15 Aralık 2012 Cumartesi günü Edebifikir müdavimleri Onur Peyk, Davut Bayraklı ve Muharrem Cezbe birlikte Piyer Loti’de kahve içtiler, Üstad Necip Fazıl Kısakürek‘ün mezarını ziyaret ettiler. Eyüpsultan‘da fatiha okudular. Akabinde kervanın ucunu Kadıköy’e doğru çevirdiler. Kadıköy‘de onları Sulhi Ceylan bekliyordu.
* Son günlerde dalgınlığı ve süzgünlüğü ile dikkat çeken Davut Bayraklı, Eyüpsultan’da mahzun bir şekilde ibadet ederken yanında Edebifikir’in yükselen yıldızı, kıymetli yazar Onur Peyk bulunuyordu. Üstad Muharrem Cezbe, bezdirici İstanbul trafiğinden kurtulup Eyüpsultan’a kavuşunca ikindiyi kılıp “Haydin gençler!” diye ekibi yola revan kıldı.
* Kıymetli Onur Peyk’in yakınmaları ve sıkıntıları, hani neredeyse Davut Bayraklı’ya rahmet okutacak cinstendi.
* Karnımız iki lokma taam görsün diye Eyüpsultan’da yana yöne seyirten ekip nihayet bir mütavazı sofrada nefeslendi. Her ne kadar yemekleri ısmarlayıp cömertliğini gösterse de Davut Bayraklı’nın kendi midesine hiç cömert davranmadığı ve benzinin iyice solgunlaştığı gözlerden kaçmıyordu.
* Eyüpsultan’daki tarihî Eyüpsultan’ın tersim eden kareler üstad Muharrem Cezbe’nin gözlerini buğulandırdı. AncakEdebifikir ekibine bir şey hissettirmemeyi başardı.
* Eski mezar taşlarına hayli ilgi gösteren Onur Peyk’in bu konuda yazılar çıkaracağı düşünüldü. Onur Peyk’in dediğine göre İkinci Mahmut‘un hışmından kurtulan birkaç Yeniçeri mezarı Haliç’e bakan bu sırtlarda yatıyormuş.
* Ulema ve üdeba ve de ehl-i gönülden pek çok şahsiyetin mezarının burada olduğu görüldü. Bazı rütbeli askerlerin mezar taşında “ruhuna fatiha” yazarken bazılarında yazmayışı yazarlarımız tarafından hayret ve dikkat şayan bir vakıa olarak kayıt edildi.
* Baki, İdris-i Bitlisî, Ahmet Kabaklı, Mareşal Fevzi Çakmak, Esad Coşan, Arvasî ailesinden pek çok isim mezarlıkta ismine tesadüf edilen meşhur şahıslardı.

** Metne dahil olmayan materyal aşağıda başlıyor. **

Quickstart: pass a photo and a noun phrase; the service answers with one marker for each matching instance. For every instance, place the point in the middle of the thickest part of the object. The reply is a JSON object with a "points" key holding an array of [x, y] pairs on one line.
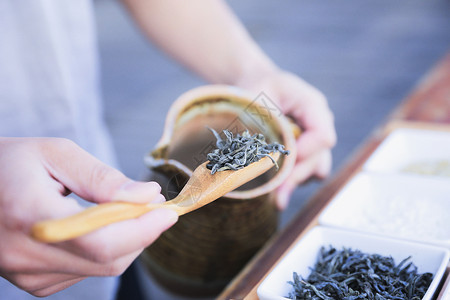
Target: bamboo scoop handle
{"points": [[200, 190], [92, 218]]}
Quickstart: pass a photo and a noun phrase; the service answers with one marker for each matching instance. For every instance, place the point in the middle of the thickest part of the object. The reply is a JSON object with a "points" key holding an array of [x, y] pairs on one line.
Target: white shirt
{"points": [[49, 86]]}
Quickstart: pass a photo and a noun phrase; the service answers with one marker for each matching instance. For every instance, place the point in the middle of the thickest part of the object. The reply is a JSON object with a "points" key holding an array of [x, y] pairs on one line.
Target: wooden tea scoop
{"points": [[201, 189]]}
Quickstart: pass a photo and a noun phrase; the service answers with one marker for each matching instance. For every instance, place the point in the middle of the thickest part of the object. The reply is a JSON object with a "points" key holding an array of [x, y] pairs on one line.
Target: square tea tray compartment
{"points": [[303, 255], [398, 205], [417, 150]]}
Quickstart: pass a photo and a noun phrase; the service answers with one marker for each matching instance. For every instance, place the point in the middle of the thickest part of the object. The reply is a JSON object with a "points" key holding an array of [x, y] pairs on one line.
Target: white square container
{"points": [[303, 255], [404, 147], [397, 205]]}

* Üstad Necip Fazıl Kısakürek’in mezarı sanki dün defnedilmiş gibi bakımlı ve taptaze duruyordu. Üstadın oğluOsman Kısakürek ve eşi Neslihan Kısakürek de üstadla yan yana yatıyorlardı. Allah rahmet eylesin.
* Piyer Loti, pervasız genç çiftlerin sevimsiz bir uğrak yerine dönüşüp kabir ehlinin ruhunu incitecek bir şekilde arz-ı endam ediyordu.
* Davut Bayraklı’yı Avrupa yakasında bırakan üstad Muharrem Cezbe ve Onur Peyk, metrobüs yoluyla Kadıköy‘e yollandılar.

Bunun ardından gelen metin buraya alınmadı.